The indictment, filed in federal court in Oregon and unsealed on Thursday, supersedes an earlier criminal complaint that charged protest leader Ammon Bundy and others with preventing officers and employees of the U.S. Fish and Wildlife Service from discharging their duties by “force, intimidation, and threats.”
Attorneys for the defendants were not immediately available for comment.
The occupation began Jan. 2, when Bundy, his brother Ryan and other followers took over the headquarters of the Malheur National Wildlife Refuge in remote eastern Oregon to protest federal control of millions of acres of public land in the West.
The three-page indictment says the defendants blocked federal agents in the performance of their duties, brandished firearms and refused to leave the refuge and threatened violence against anybody who attempted to remove them.
It also says the protesters recruited others in person and over social media to join their ranks, and warned the sheriff of Harney County in the nearby town of Burns of “extreme civil unrest” if their demands were unmet, among other acts of intimidation.
The Bundy brothers and nine others were arrested last week in Oregon, most of them during a confrontation with FBI and state police on a snow-covered roadside where a spokesman for the group, Robert “LaVoy” Finicum, was shot to death.
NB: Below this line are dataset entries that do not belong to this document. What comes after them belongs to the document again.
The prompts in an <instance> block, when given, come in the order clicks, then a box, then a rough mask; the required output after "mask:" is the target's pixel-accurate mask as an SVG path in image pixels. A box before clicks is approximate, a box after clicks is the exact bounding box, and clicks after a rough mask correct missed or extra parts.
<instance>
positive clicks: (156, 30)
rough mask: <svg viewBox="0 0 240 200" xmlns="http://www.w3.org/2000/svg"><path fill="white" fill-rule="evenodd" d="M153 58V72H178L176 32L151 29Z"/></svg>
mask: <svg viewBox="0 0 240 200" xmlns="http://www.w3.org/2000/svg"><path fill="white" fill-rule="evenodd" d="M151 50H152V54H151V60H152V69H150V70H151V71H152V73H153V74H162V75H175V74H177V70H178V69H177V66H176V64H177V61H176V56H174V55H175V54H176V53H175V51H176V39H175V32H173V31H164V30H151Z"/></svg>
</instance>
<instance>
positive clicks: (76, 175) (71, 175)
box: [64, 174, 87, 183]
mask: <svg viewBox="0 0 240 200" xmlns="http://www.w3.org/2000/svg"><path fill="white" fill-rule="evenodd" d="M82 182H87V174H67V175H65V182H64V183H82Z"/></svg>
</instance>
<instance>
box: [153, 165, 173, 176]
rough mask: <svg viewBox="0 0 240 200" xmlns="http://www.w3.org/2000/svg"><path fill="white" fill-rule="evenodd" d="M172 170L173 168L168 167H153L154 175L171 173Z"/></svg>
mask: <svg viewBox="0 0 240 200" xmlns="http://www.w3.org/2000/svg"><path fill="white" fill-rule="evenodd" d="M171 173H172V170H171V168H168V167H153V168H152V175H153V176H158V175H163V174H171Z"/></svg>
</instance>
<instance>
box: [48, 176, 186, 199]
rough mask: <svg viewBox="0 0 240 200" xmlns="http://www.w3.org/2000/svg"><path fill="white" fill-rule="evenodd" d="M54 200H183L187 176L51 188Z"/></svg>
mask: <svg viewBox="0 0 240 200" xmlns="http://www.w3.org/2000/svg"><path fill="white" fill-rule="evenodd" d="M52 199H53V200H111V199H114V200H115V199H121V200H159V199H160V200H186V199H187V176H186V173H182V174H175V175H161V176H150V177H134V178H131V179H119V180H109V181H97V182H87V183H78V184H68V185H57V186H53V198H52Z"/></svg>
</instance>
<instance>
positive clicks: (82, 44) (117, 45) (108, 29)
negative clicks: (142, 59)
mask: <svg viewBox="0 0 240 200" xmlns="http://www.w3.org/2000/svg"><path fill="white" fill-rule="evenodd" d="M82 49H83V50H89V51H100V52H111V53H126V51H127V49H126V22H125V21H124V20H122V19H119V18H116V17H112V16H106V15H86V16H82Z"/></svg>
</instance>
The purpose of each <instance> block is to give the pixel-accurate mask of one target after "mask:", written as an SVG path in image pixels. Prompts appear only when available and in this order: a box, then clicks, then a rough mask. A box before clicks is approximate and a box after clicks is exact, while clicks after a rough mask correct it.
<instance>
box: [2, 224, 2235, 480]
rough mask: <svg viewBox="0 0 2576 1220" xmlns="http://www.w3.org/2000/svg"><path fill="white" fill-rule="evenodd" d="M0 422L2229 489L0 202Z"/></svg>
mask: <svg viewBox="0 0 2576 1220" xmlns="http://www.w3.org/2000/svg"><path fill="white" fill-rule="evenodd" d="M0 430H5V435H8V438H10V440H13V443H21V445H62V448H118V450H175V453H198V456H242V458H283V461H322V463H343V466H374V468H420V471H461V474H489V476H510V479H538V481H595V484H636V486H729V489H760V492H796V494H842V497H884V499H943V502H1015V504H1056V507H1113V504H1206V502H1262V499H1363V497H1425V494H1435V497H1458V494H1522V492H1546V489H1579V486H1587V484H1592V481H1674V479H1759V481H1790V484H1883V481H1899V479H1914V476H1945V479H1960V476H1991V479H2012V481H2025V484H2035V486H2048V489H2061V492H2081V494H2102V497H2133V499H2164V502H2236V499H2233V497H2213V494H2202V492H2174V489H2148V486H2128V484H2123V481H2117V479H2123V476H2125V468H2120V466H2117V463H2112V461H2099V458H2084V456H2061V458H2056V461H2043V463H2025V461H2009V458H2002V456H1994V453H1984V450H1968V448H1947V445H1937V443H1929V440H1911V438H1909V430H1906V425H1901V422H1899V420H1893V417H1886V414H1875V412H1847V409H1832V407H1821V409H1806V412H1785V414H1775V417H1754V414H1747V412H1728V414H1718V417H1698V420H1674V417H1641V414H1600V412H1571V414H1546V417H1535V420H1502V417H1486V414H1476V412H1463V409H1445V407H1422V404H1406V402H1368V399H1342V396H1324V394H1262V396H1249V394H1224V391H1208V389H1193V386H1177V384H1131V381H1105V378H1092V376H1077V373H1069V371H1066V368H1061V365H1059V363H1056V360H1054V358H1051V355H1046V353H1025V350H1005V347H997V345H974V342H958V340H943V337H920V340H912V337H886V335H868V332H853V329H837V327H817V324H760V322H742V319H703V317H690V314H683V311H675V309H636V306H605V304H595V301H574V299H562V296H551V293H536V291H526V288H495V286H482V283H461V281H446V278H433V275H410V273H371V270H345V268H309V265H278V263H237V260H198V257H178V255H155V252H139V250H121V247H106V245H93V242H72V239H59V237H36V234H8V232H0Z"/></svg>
A 12th member of the group turned himself in to authorities in Arizona.
Two of those arrested have since been released on condition that they wear electronic tracking devices while awaiting trial, leaving 10 of the former protesters, including the Bundys, still in custody.
Their immediate fate has been clouded by the four holdouts among the group, who joined the protest after it started but have so far refused to end their occupation of the refuge.
A judge has cited the continuing standoff as a major obstacle to the release of at least some of those who remain in custody. An attorney for arrested protester Jason Patrick, named in the indictment, referred to the holdouts as “four idiots” at odds with his client’s aims.
The indictment contains the same charges as those in the criminal complaint filed last month but avoids the need for prosecutors to seek a judge’s determination that sufficient evidence exists to proceed to trial.